We’re in love with what’s here. When Gertrude Stein said there was no there here, she was both saying less and more than most people realize—and ORB will take on that phrase and its legacy directly, so stay tuned—but in that phrase’s popular usage today, we can see how Oakland is always beset by racist, political, and moral panics of one kind or another: Oakland is the absence, the over there, the forbidding un-place that gives other places meaning. 

ORB says fuck that, not only is there a here here, we care deeply about it, in its abundant and plentiful sufficiency. If capital emanates from the financial district and Big Tech lurks in the valley, Oakland is where people live.

"...Review…”: ORB is about the local common sense, seen and known from here. We’re not a news publication; we’re an ongoing critical engagement with the story of Oakland, both the official and unofficial narratives. We have no pretense of viewpoint neutrality. We’re a child of last year’s recall elections, when tech fascists, international capital, and Piedmont told stories about who we are, about crime and corruption—and about the cops and capitalism that were needed to save us from ourselves.
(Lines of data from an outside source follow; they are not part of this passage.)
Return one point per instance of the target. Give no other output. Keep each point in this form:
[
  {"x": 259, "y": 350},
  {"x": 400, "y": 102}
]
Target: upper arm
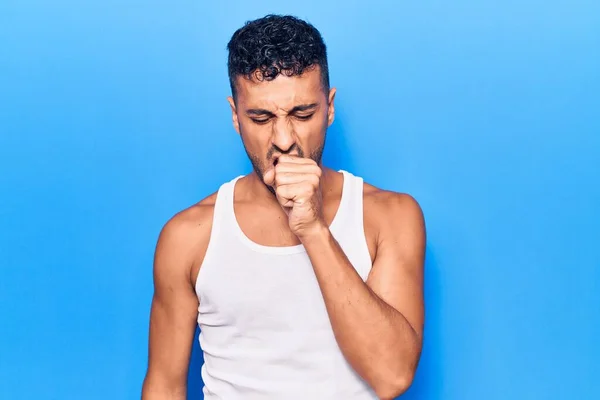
[
  {"x": 398, "y": 268},
  {"x": 174, "y": 310}
]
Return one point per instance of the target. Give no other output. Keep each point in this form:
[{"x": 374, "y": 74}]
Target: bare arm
[
  {"x": 378, "y": 325},
  {"x": 174, "y": 309}
]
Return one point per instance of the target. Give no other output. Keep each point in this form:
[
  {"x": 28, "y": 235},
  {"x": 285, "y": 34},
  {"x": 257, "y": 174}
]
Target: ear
[
  {"x": 331, "y": 107},
  {"x": 236, "y": 122}
]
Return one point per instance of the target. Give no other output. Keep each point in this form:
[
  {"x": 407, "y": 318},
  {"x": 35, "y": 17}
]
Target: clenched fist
[{"x": 296, "y": 184}]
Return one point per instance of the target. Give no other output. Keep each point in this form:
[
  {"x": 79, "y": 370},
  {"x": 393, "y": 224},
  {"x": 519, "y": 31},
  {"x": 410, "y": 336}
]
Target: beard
[{"x": 260, "y": 164}]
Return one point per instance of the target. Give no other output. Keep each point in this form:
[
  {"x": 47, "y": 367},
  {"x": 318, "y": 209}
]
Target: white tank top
[{"x": 264, "y": 328}]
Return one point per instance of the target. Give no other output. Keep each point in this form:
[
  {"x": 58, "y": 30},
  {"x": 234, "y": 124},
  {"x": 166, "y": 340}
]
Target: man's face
[{"x": 288, "y": 115}]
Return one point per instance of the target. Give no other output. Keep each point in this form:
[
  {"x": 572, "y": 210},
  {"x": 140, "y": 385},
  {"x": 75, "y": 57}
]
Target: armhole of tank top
[
  {"x": 217, "y": 221},
  {"x": 362, "y": 235}
]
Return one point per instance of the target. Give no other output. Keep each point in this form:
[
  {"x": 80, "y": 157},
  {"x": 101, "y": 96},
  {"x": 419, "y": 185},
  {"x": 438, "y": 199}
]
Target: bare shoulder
[
  {"x": 183, "y": 240},
  {"x": 393, "y": 215}
]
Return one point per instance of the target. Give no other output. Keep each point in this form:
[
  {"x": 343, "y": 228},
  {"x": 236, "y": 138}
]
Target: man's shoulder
[
  {"x": 388, "y": 207},
  {"x": 197, "y": 217},
  {"x": 189, "y": 228}
]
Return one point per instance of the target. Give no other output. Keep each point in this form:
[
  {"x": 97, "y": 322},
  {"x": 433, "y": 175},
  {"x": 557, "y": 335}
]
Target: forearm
[
  {"x": 375, "y": 338},
  {"x": 154, "y": 390}
]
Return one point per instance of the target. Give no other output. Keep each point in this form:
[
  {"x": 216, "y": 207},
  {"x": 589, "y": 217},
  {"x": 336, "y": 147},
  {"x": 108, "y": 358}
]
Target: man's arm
[
  {"x": 378, "y": 325},
  {"x": 174, "y": 306}
]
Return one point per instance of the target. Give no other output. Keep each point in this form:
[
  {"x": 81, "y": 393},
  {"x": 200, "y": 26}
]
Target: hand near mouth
[{"x": 296, "y": 182}]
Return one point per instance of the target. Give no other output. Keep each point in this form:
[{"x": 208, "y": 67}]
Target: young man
[{"x": 307, "y": 283}]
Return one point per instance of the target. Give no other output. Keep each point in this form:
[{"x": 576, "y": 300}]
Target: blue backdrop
[{"x": 113, "y": 117}]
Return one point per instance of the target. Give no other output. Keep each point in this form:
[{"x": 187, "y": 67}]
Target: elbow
[{"x": 395, "y": 385}]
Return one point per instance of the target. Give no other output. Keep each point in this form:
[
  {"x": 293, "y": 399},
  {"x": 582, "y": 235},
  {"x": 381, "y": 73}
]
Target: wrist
[{"x": 318, "y": 233}]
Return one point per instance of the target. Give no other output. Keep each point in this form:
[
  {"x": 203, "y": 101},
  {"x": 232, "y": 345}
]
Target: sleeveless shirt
[{"x": 264, "y": 329}]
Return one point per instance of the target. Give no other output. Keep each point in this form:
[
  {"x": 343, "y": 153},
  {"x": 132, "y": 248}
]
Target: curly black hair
[{"x": 276, "y": 44}]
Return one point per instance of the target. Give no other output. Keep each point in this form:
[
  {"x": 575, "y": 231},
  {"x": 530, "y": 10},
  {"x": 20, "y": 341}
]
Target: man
[{"x": 306, "y": 282}]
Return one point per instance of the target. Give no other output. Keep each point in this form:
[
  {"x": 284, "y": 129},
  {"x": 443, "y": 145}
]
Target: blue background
[{"x": 113, "y": 117}]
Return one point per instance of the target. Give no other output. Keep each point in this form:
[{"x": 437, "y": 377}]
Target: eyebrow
[{"x": 299, "y": 108}]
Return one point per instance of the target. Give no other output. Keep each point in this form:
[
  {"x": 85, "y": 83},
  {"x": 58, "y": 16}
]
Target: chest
[{"x": 275, "y": 293}]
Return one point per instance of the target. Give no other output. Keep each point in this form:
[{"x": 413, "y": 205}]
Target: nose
[{"x": 284, "y": 137}]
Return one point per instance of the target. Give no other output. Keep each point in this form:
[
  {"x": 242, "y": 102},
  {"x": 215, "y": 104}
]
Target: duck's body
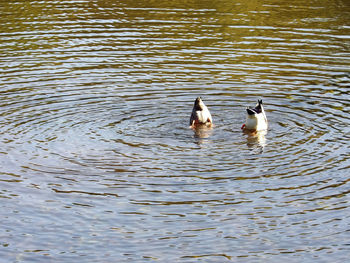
[
  {"x": 256, "y": 118},
  {"x": 200, "y": 114}
]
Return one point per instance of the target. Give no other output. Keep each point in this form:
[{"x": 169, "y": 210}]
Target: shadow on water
[{"x": 96, "y": 160}]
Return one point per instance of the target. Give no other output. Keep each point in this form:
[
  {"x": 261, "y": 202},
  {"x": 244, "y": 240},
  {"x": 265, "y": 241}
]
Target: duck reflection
[{"x": 256, "y": 140}]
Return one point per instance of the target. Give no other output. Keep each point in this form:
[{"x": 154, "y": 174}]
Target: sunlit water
[{"x": 98, "y": 164}]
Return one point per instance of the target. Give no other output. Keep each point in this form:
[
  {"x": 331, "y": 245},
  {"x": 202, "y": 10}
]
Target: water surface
[{"x": 98, "y": 164}]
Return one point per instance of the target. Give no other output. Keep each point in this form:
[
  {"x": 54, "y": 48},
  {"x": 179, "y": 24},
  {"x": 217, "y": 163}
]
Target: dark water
[{"x": 97, "y": 163}]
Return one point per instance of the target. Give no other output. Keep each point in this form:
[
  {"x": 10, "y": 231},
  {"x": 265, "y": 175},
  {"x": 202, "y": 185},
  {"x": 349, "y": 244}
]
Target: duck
[
  {"x": 256, "y": 118},
  {"x": 200, "y": 114}
]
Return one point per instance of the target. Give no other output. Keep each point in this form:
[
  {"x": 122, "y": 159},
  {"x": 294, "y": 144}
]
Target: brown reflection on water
[{"x": 96, "y": 157}]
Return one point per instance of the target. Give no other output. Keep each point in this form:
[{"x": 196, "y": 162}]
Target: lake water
[{"x": 97, "y": 160}]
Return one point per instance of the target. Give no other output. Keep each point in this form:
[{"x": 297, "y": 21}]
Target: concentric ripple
[{"x": 97, "y": 159}]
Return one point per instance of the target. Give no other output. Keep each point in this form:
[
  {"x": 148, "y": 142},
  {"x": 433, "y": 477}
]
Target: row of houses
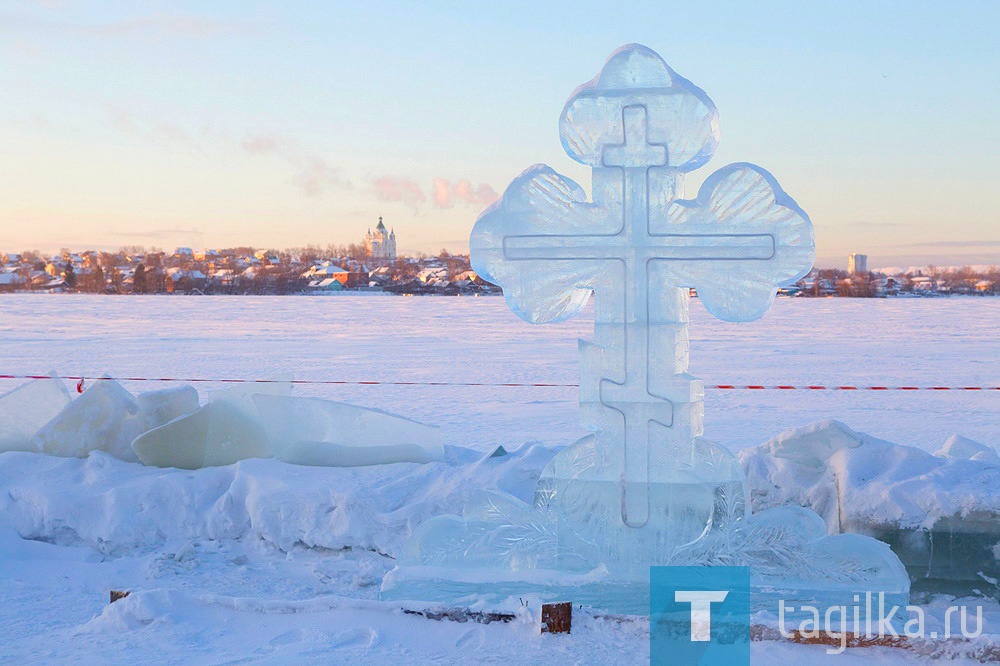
[
  {"x": 233, "y": 271},
  {"x": 829, "y": 282}
]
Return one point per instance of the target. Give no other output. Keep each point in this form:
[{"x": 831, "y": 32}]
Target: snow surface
[{"x": 271, "y": 562}]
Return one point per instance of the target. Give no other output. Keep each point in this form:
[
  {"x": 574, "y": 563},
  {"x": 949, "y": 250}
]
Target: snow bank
[
  {"x": 169, "y": 428},
  {"x": 939, "y": 513},
  {"x": 117, "y": 507},
  {"x": 853, "y": 480}
]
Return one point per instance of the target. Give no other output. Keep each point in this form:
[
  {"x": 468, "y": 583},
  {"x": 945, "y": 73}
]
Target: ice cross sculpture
[
  {"x": 644, "y": 488},
  {"x": 640, "y": 248}
]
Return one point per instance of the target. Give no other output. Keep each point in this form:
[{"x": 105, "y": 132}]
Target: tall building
[
  {"x": 857, "y": 264},
  {"x": 381, "y": 245}
]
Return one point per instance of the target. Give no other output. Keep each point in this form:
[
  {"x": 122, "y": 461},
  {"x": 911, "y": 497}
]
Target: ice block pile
[{"x": 171, "y": 428}]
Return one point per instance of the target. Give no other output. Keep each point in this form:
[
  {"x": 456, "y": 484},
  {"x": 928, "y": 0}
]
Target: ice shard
[
  {"x": 645, "y": 488},
  {"x": 104, "y": 418},
  {"x": 26, "y": 409}
]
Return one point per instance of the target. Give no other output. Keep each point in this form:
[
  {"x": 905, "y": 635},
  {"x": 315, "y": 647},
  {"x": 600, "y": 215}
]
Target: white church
[{"x": 381, "y": 245}]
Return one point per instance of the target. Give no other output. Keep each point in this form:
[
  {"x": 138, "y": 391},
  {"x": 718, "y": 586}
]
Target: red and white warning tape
[{"x": 81, "y": 380}]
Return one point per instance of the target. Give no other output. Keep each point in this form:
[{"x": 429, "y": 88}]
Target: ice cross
[{"x": 640, "y": 126}]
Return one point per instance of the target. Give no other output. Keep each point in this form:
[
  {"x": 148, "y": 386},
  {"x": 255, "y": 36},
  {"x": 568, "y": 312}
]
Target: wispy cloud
[
  {"x": 158, "y": 27},
  {"x": 954, "y": 243},
  {"x": 393, "y": 188},
  {"x": 446, "y": 194},
  {"x": 150, "y": 27},
  {"x": 313, "y": 174},
  {"x": 157, "y": 234},
  {"x": 261, "y": 145}
]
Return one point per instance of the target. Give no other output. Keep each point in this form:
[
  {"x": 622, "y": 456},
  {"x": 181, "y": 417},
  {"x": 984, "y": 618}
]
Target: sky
[{"x": 281, "y": 124}]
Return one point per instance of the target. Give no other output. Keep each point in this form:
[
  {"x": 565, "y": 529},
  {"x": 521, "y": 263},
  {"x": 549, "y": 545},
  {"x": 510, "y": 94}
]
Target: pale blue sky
[{"x": 212, "y": 124}]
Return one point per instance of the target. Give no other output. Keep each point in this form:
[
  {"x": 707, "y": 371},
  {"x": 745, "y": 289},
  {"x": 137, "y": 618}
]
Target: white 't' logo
[{"x": 701, "y": 610}]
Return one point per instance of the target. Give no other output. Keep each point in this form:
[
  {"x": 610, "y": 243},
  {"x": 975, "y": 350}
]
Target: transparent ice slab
[
  {"x": 159, "y": 407},
  {"x": 104, "y": 418},
  {"x": 310, "y": 431},
  {"x": 27, "y": 408},
  {"x": 236, "y": 425},
  {"x": 645, "y": 488}
]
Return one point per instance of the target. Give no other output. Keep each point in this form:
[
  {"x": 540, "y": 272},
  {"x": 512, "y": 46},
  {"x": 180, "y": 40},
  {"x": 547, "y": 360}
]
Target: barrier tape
[{"x": 81, "y": 381}]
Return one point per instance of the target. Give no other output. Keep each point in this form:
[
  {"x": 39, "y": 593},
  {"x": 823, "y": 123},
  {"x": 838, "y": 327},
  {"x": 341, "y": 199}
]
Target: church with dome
[{"x": 381, "y": 245}]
Those stories urgently need to be reviewed, revised, and replaced. 

Not long ago a local cohort of critical geographers took up a phrase we’ve adopted: “thinking from Oakland.” A particular place demands a particular mode of thinking, alert to specific histories, a specific political economy, the specific ways that people have acted and been acted upon. And as we turn our gaze on books, movies, politics, food, sports, and everything else, we will think about them from Oakland, from the Oakland we know and love that isn’t reducible to a place to consume or to capitalize on. Oakland is a place that sees, and that loves to be seen. Capital might tell you how to be hungry, and tech might tell you where to eat; here in Oakland, we know how to cook.

"...of Books”: Running through everything we do will be a sense of books, of bookness, of slow and deep engagement with stories and art, as a bulwark against the technofascist turn in the West Bay and beyond. We’re an online publication, for now—because nothing is as Oakland as doing the best you can with the master’s own tools—but we are not “tech,” not tech-funded, tech-adjacent, and not optimized for this or that platform. Our heart is our literary calendar of IRL events, and the vibe reports that come after, a collective map and memoir of the analog, tactile, and rooted—a word much cheapened here of late—life of The Town. 

We read, in short, because books aren’t software that we download into our brains, Matrix-style, and they aren’t intellectual property, either, to be absorbed into large language models. Books are material things we read with our hands and our eyes, in time and in space, and in community. They move through space and commerce with their own patterns and agendas, because books are information that wants to be free. We’re as interested in the web and weave of that literary ecology—and how it underpins ours—as we are in what happens between the covers.